Cache-based Targeted Deanonymization Attacks

On the Internet, the casual person surfing a website has a reasonable expectation that their identity remains private. We reveal new cache-based target deanonymization attacks which threaten user anonymity: An attacker who has complete or partial control over a website can learn whether a specific target (i.e., a unique individual) is browsing the website. The attacker knows this target only through a public identifier, such as an email address or a Twitter handle.

The attacks leverage the sharing/blocking functionality provided by resource-sharing services such as YouTube, Google Drive, Dropbox, or Twitter. The target user is assumed to be logged into such a sharing service.
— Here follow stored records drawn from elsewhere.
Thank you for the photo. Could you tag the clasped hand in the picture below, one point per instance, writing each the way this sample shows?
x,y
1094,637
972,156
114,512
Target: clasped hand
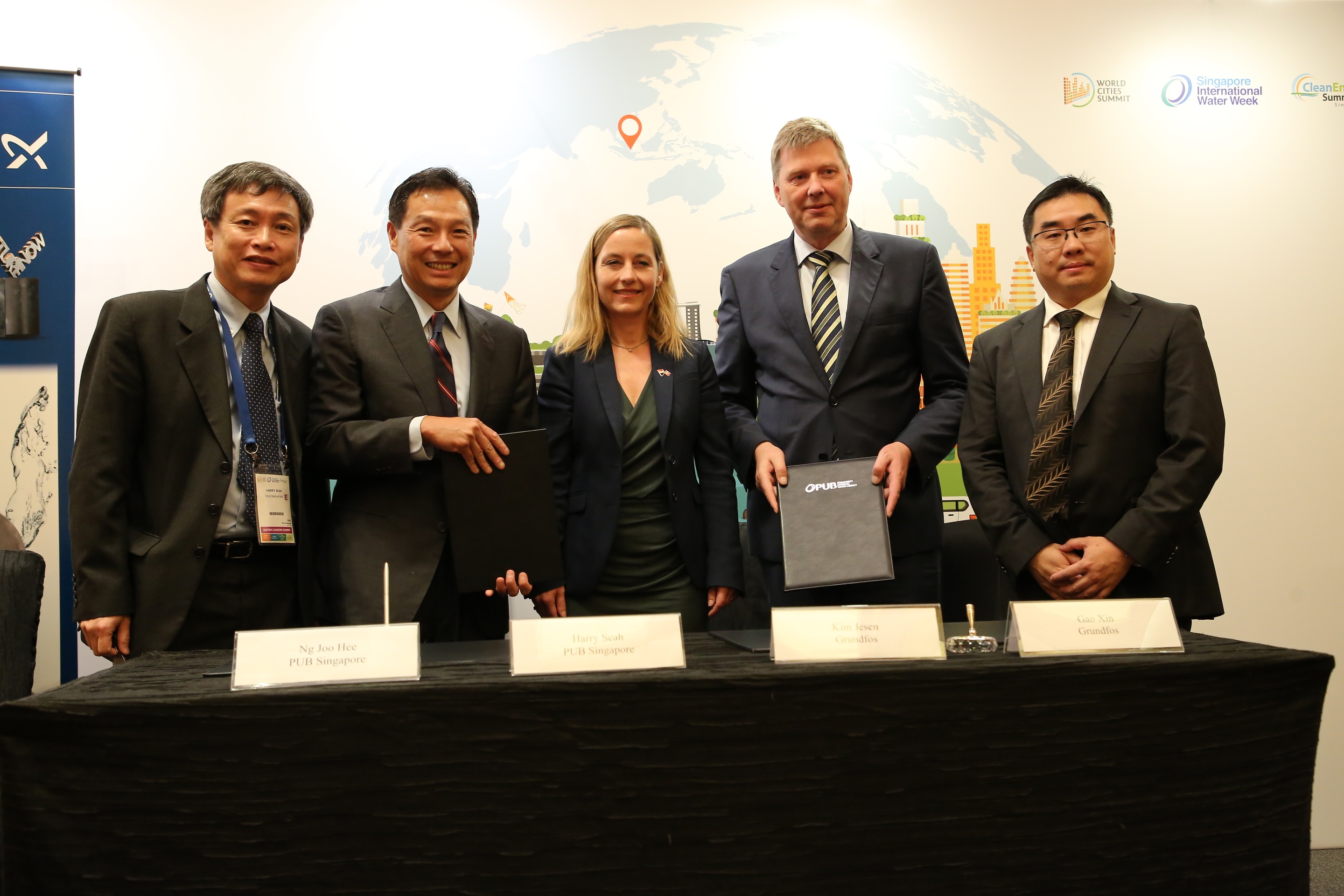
x,y
467,436
1080,569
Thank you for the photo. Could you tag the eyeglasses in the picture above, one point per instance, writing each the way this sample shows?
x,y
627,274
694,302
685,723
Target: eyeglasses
x,y
1088,233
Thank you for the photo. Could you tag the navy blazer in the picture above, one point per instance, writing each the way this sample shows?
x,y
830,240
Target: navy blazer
x,y
581,410
901,327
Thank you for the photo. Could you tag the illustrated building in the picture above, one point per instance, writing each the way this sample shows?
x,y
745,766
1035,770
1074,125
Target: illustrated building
x,y
958,269
910,222
1022,291
691,315
1076,89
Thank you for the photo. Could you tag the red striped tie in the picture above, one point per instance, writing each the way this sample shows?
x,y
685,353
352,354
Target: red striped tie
x,y
442,366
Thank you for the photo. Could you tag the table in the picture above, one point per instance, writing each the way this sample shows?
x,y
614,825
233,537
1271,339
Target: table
x,y
984,774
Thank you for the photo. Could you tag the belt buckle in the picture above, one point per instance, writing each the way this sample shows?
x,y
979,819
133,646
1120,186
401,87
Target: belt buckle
x,y
229,550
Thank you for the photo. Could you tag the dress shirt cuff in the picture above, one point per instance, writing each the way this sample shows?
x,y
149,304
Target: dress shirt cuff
x,y
420,452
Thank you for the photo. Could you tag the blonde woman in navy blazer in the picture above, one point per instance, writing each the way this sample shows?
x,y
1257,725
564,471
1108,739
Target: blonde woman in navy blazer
x,y
639,444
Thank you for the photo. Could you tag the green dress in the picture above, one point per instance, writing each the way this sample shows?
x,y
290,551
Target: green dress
x,y
644,573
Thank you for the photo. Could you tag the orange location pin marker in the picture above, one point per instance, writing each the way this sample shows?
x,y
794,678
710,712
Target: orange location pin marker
x,y
630,139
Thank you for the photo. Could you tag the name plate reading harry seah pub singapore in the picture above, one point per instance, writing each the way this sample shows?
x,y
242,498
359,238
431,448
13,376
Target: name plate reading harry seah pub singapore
x,y
344,655
906,632
1057,628
596,644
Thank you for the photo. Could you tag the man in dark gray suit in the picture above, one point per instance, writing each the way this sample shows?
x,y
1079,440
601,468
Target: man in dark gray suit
x,y
823,342
405,375
1094,429
163,499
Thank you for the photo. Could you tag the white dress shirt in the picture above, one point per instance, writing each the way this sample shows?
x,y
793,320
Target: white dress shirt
x,y
842,246
455,339
233,523
1084,334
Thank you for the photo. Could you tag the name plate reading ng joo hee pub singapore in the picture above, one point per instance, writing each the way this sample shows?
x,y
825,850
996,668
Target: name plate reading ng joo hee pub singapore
x,y
1123,625
596,644
339,655
830,635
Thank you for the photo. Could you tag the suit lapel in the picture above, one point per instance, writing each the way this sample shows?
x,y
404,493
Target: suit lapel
x,y
609,389
482,344
202,355
663,387
1026,351
1117,319
406,334
865,272
788,299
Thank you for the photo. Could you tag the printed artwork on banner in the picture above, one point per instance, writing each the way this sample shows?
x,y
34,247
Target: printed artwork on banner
x,y
37,337
932,163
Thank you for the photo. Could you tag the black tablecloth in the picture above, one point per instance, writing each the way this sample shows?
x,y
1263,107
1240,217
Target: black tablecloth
x,y
1176,773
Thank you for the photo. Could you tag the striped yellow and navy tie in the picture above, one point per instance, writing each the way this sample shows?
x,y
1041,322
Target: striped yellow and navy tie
x,y
1047,472
826,312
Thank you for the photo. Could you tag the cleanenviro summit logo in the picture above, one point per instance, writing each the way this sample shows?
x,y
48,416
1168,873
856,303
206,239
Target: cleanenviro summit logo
x,y
1309,88
1210,91
1081,91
The attacks exploit the CPU cache side channel on the target’s device, and can bypass isolation mechanisms and various defenses deployed by browser vendors or resource-sharing services.

We evaluated the attacks on multiple hardware microarchitectures, multiple operating systems and multiple browser versions, including the highly-secure Tor Browser, and demonstrated practical targeted deanonymization attacks on major sites, including Google, Twitter, LinkedIn, TikTok, Facebook, Instagram and Reddit. The attack runs in less than 3 seconds in most cases, and can be scaled to target a large number of users.

Research Paper

A paper describing the attacks will appear in the 31st USENIX Security Symposium (Boston, 10–12 August, 2022) with the following title:

Targeted Deanonymization via the Cache Side Channel: Attacks and Defenses (BibTex entry for citations)

A preprint of the paper is available here. The paper is the result of a collaboration between a group of researchers at the New Jersey Institute of Technology: Mojtaba Zaheri, Yossi Oren, and Reza Curtmola.

Questions and Answers

Why is this relevant and should I be worried?
What is the impact of these targeted deanonymization attacks?
Who is vulnerable?
Can you provide an overview of the attack?
Is this a new attack?
How can I tell if I am being targeted?
What is a CPU side channel attack?
Did you release the source code for the attack?
Is there a defense against these attacks?
When did you disclose the attacks?
Do the affected browsers vendors plan to mitigate the attacks?
Do you have any other recommendations to limit the attack’s effectiveness?
Where else can I learn about this attack?

Why is this relevant and should I be worried?

The attack impact may be different for different categories of Internet users. If you are an average user, you may not perceive this as a privacy threat (although this is highly dependent on each user’s particular circumstances). However, if you belong to certain categories of users, then you may be significantly impacted. Individuals who organize and participate in political protest, who work as journalists reporting on inconvenient topics, network with fellow members of their minority group, or even purchase embarrassing or potentially incriminating personal items, may risk their life and liberty if their identity becomes known to malicious actors.

What is the impact of these targeted deanonymization attacks?

When you visit a random website, a malicious actor who has complete or partial control over the website is able to learn that it is you in particular who are currently browsing the website. For this, the malicious actor only needs to know a public identifier associated with you, such as your email address or your Twitter handle. The attack also requires that you are logged into one of many resource-sharing services, such as YoutTube (or any of the Google properties such as Google Drive, GMail, Google Photos, etc.), Facebook, Twitter, etc. Many users routinely stay persistently logged into such services.

Knowing the precise identity of the person who is currently visiting a website can be the starting point for a range of nefarious targeted activities that can be executed by the operator of that website (for example, surveillance-for-hire activities).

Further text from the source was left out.